Why some do not pay the super death tax

The ‘super death tax’ only applies when a person dies with money in superannuation. Those who have met a full condition of release and withdraw super prior to dying but after reaching age 60, will be able to take those withdrawals into their hands tax-free. At this point, if desired, it is possible to then gift money or assets to people, or leave this in your will.

Are there any other effective super death taxes?

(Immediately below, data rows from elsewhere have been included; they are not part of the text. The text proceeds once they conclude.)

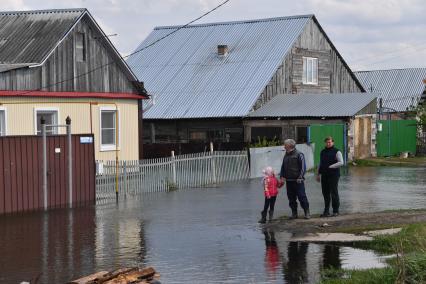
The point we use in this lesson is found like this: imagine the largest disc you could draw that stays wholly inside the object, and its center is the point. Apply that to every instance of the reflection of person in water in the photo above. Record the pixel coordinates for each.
(272, 254)
(295, 270)
(331, 257)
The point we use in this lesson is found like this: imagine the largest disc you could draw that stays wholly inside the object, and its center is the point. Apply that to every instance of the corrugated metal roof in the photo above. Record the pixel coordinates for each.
(399, 88)
(29, 36)
(189, 80)
(314, 105)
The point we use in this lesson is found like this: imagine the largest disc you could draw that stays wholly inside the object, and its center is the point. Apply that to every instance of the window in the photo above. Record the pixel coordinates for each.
(80, 47)
(2, 122)
(108, 129)
(51, 118)
(310, 70)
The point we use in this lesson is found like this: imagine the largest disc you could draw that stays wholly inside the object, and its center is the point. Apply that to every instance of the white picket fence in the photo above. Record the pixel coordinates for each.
(165, 174)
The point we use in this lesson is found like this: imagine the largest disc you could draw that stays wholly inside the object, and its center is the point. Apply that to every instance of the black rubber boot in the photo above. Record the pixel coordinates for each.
(271, 215)
(293, 214)
(263, 218)
(307, 214)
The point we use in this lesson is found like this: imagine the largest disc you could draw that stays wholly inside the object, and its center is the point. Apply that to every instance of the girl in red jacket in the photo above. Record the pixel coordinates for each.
(270, 188)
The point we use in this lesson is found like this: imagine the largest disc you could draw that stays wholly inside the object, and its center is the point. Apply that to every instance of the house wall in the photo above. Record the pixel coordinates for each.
(62, 67)
(20, 120)
(333, 75)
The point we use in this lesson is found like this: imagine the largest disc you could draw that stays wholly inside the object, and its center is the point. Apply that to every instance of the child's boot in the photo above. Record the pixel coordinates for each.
(263, 218)
(271, 215)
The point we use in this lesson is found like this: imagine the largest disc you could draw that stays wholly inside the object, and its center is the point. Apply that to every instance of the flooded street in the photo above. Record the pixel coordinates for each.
(207, 235)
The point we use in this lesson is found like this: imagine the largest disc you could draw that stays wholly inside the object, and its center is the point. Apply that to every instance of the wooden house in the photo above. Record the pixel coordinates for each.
(59, 63)
(204, 79)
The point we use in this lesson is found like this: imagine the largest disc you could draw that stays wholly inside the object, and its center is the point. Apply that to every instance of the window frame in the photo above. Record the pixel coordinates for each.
(82, 48)
(5, 121)
(46, 109)
(309, 61)
(110, 147)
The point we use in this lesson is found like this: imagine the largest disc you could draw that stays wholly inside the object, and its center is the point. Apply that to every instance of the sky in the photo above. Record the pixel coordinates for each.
(369, 34)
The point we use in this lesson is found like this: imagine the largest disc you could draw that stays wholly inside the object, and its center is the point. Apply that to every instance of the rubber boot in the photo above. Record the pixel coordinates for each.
(293, 214)
(263, 218)
(271, 215)
(307, 214)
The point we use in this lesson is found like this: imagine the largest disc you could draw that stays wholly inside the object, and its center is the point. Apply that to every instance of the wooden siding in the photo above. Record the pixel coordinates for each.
(20, 120)
(333, 75)
(21, 173)
(61, 66)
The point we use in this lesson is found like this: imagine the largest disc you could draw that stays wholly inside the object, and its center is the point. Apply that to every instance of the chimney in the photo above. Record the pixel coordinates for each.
(222, 50)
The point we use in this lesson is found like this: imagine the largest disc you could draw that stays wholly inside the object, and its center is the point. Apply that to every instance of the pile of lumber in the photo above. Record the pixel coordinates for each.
(133, 275)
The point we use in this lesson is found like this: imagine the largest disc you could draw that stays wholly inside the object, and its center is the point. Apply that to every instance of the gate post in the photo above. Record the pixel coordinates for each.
(213, 163)
(44, 166)
(173, 167)
(69, 142)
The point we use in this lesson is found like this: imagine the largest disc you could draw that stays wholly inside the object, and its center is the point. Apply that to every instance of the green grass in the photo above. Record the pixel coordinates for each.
(409, 266)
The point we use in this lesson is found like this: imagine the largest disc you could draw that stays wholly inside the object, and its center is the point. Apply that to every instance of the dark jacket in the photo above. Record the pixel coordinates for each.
(327, 158)
(293, 166)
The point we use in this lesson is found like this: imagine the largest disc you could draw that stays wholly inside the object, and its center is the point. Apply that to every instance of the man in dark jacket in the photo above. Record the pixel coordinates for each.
(293, 172)
(331, 160)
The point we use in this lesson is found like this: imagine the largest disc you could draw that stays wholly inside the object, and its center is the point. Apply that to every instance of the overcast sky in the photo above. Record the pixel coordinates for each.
(369, 34)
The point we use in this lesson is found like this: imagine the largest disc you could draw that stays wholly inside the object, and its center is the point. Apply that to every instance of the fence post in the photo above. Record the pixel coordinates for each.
(125, 177)
(173, 167)
(69, 142)
(44, 143)
(213, 163)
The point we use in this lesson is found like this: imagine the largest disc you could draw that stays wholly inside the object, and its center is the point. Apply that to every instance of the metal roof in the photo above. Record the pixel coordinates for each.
(314, 105)
(188, 79)
(29, 36)
(399, 88)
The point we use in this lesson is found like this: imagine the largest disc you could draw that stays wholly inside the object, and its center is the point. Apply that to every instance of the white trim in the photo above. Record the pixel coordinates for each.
(36, 109)
(109, 147)
(5, 120)
(312, 59)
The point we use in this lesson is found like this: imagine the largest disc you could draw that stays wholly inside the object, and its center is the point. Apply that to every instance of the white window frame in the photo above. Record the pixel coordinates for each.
(109, 147)
(309, 61)
(50, 109)
(5, 120)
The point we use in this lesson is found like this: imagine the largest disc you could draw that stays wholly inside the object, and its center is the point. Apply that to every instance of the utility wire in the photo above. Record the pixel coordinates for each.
(137, 51)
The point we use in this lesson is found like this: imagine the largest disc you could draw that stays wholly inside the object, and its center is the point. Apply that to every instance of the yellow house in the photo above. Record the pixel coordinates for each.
(59, 63)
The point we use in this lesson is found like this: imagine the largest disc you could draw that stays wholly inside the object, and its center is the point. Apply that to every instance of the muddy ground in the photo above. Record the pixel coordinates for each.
(350, 223)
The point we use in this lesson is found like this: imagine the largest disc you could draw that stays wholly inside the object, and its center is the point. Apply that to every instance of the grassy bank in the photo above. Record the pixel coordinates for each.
(391, 161)
(409, 265)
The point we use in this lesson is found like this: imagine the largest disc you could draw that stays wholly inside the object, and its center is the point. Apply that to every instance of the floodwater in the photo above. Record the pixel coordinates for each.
(207, 235)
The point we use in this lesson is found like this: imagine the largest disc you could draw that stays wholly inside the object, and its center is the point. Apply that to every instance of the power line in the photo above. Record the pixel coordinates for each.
(137, 51)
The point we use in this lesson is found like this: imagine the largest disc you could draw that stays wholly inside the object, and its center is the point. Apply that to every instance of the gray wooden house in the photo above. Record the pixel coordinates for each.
(204, 79)
(59, 63)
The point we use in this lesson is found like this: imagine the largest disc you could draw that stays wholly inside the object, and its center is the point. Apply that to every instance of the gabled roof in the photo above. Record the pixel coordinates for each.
(398, 88)
(189, 80)
(28, 38)
(314, 105)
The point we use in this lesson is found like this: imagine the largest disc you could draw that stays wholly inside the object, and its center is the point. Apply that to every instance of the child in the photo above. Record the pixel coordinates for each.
(270, 188)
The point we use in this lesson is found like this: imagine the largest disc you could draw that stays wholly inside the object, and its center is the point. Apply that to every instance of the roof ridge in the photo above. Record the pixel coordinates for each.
(238, 22)
(391, 69)
(45, 11)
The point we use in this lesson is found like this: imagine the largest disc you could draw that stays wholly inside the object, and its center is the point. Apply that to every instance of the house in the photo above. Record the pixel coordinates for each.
(399, 90)
(204, 79)
(59, 63)
(349, 118)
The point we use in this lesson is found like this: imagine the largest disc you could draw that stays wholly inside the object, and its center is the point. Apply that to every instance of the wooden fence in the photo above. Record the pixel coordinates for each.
(164, 174)
(21, 173)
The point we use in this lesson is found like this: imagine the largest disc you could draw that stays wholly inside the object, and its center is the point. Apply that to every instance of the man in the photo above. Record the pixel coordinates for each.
(293, 172)
(331, 160)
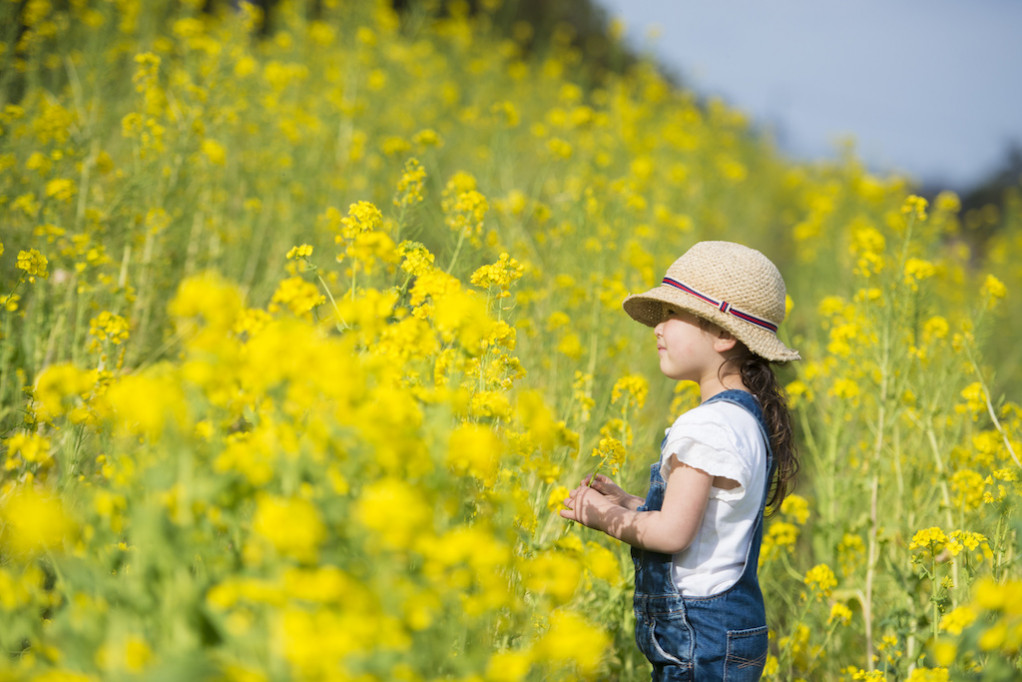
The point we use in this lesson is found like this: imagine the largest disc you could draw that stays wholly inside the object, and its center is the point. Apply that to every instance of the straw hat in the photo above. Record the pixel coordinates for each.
(733, 286)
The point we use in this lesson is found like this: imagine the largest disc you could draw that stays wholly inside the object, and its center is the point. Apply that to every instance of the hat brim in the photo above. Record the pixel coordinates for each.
(648, 309)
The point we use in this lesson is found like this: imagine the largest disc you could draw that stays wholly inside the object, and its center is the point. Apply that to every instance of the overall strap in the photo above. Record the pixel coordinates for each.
(748, 401)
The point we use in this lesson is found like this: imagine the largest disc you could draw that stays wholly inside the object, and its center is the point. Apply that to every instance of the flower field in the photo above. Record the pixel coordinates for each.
(304, 338)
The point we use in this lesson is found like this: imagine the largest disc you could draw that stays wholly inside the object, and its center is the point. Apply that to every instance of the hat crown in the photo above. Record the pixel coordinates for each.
(734, 273)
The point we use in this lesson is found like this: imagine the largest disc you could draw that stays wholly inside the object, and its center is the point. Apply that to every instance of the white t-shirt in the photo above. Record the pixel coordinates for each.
(724, 440)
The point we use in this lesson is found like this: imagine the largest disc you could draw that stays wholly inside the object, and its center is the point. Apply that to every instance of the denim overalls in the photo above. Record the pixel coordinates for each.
(718, 637)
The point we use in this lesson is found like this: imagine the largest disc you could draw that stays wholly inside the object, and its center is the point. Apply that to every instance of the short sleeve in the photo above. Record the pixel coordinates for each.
(709, 440)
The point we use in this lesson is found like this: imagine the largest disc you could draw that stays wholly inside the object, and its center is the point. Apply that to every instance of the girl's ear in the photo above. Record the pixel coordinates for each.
(724, 342)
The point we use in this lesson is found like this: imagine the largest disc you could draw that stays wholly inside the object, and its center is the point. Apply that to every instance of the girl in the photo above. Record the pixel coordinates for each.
(695, 538)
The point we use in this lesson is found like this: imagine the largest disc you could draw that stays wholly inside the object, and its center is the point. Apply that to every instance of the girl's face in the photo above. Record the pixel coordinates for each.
(687, 350)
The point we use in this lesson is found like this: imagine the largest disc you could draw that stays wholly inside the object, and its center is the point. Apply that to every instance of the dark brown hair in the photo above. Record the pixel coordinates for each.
(758, 377)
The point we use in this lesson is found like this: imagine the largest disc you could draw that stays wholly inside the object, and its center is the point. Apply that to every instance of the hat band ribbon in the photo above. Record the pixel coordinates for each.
(723, 306)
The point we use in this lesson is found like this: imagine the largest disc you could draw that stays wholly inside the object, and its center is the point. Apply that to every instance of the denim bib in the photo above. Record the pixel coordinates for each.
(717, 637)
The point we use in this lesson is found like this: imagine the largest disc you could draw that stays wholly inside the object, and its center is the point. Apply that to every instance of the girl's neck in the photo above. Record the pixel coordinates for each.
(712, 384)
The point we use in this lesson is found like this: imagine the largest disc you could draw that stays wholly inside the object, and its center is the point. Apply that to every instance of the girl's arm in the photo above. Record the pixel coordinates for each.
(610, 489)
(668, 531)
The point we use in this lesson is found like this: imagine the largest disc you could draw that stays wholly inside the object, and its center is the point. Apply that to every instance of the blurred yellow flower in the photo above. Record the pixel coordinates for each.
(33, 520)
(293, 527)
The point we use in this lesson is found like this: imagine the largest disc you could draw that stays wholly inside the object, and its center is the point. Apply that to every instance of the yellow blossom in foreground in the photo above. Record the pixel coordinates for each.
(930, 541)
(34, 264)
(395, 511)
(796, 506)
(821, 580)
(956, 621)
(293, 527)
(33, 520)
(571, 639)
(839, 614)
(635, 387)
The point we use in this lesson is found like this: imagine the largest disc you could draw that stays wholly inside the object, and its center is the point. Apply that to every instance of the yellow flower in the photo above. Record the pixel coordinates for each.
(214, 151)
(395, 511)
(508, 666)
(839, 614)
(797, 507)
(33, 263)
(821, 580)
(552, 574)
(296, 296)
(500, 275)
(634, 387)
(958, 620)
(60, 189)
(571, 639)
(930, 541)
(33, 520)
(293, 527)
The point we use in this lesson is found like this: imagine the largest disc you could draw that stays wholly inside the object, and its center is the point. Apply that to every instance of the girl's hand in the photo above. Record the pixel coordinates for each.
(605, 486)
(588, 506)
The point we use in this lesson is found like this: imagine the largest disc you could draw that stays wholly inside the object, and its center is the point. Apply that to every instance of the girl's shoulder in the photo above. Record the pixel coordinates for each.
(723, 413)
(719, 424)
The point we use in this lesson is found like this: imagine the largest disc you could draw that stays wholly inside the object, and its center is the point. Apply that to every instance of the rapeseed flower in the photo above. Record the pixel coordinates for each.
(33, 521)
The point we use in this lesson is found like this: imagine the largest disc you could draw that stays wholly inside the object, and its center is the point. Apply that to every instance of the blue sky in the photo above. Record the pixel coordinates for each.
(927, 88)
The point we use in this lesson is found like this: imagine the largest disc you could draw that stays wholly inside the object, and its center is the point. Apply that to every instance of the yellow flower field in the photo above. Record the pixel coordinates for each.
(304, 338)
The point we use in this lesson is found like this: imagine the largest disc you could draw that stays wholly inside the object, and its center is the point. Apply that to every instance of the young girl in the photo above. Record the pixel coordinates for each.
(695, 538)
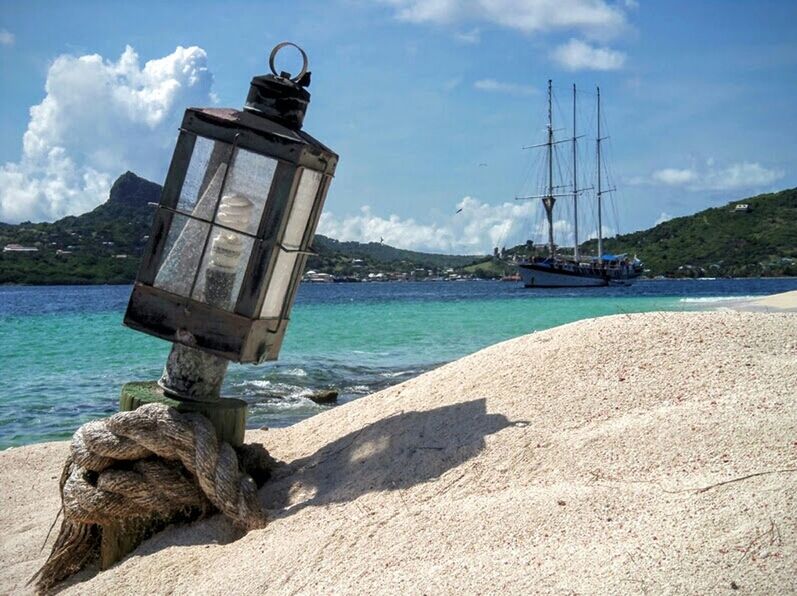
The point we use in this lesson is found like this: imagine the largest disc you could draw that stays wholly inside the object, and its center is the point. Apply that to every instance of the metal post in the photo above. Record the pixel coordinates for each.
(600, 192)
(549, 201)
(575, 181)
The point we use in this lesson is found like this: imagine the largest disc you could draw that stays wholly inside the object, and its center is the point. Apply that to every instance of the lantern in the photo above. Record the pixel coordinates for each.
(235, 223)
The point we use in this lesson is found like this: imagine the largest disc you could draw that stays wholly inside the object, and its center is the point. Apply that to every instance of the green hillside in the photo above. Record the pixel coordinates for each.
(722, 241)
(105, 245)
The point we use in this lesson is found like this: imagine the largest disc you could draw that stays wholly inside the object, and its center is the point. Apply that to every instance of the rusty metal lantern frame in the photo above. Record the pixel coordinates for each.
(238, 334)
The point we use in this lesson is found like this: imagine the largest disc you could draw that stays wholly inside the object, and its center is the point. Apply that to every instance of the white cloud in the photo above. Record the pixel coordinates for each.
(674, 176)
(595, 18)
(98, 119)
(493, 86)
(579, 55)
(476, 229)
(663, 217)
(469, 37)
(737, 176)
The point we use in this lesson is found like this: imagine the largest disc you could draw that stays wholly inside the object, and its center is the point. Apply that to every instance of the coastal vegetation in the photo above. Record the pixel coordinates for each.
(747, 238)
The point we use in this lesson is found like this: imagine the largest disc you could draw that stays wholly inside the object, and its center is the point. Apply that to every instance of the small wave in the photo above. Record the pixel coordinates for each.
(357, 389)
(400, 373)
(294, 372)
(717, 298)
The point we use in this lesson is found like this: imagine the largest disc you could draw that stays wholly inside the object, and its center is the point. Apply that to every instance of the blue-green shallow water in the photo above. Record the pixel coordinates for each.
(64, 353)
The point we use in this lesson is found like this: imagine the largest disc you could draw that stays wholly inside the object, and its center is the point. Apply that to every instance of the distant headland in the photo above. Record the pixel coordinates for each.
(754, 237)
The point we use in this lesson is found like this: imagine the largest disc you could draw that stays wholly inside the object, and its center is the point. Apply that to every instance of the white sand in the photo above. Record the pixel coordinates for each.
(784, 302)
(566, 461)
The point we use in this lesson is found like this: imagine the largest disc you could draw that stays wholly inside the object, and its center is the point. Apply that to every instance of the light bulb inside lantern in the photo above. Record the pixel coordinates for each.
(226, 250)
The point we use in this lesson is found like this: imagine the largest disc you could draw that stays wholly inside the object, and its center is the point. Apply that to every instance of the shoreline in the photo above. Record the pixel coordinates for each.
(643, 279)
(498, 471)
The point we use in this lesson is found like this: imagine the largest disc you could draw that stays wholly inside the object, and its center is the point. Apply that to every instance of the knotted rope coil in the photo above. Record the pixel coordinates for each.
(153, 462)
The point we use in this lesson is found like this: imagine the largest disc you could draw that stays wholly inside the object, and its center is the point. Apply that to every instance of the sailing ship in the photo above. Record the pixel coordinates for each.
(565, 271)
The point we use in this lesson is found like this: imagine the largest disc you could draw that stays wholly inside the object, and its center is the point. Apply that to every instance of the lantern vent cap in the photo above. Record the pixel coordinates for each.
(281, 97)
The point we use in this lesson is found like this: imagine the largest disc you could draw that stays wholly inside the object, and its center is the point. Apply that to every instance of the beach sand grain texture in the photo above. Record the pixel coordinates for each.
(645, 453)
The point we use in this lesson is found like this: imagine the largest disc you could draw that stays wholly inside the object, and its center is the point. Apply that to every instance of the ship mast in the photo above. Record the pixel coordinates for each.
(575, 182)
(549, 200)
(600, 192)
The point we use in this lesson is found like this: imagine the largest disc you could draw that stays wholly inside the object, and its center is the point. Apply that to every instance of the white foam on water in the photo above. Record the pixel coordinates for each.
(294, 372)
(702, 299)
(393, 375)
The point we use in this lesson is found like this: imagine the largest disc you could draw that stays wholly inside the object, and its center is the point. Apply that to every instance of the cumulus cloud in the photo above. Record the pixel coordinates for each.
(579, 55)
(468, 37)
(663, 217)
(737, 176)
(99, 118)
(596, 18)
(674, 176)
(493, 86)
(476, 229)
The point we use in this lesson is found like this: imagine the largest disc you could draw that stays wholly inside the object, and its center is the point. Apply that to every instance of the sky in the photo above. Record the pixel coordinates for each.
(429, 104)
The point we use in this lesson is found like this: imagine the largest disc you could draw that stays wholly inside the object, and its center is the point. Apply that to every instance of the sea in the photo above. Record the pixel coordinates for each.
(64, 353)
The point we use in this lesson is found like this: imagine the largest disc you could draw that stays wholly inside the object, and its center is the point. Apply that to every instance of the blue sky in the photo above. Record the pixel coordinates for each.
(416, 96)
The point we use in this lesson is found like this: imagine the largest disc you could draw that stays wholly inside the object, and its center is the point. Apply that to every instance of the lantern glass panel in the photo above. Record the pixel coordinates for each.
(302, 208)
(204, 177)
(223, 267)
(181, 255)
(245, 191)
(279, 284)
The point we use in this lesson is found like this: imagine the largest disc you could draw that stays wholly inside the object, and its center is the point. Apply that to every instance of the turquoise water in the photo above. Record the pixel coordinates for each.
(64, 353)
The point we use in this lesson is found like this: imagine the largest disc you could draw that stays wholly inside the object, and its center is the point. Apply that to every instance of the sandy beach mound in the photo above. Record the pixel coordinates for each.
(652, 453)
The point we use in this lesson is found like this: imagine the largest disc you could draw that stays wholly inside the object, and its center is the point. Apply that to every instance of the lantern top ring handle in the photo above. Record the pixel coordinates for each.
(276, 50)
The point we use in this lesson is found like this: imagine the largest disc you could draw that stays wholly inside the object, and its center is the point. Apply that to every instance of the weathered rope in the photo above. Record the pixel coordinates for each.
(153, 462)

In addition to the above, there are other imposts on the death of a super fund member. Until mid-2017, those with a surviving spouse were used to the idea that their benefits could be paid to the surviving spouse by way of pension, which typically allowed non-liquid assets such as real estate to remain in the super fund environment. However, since 1 July 2017, death benefit pensions count toward to the surviving spouse’s $1.6 million transfer balance cap, which is a cap on how much a person can transfer into retirement phase (i.e., full pension phase). This limit may now force benefits to come out as a lump sum to the surviving spouse because the law still requires super to be paid out as soon as practicable after a person’s death. When this occurs as a lump sum and an asset such as real estate needs to be transferred out, this triggers a CGT event for the super fund. For land such as New South Wales real estate, stamp duty may apply on this transfer. This may come as an unpleasant shock.

Accordingly, while there is no headline ‘death tax’ as such, the death of a super fund member can often give rise to tax and duty. Naturally, appropriate advance planning and ensuring a well-documented succession plan is in place can minimise any death tax.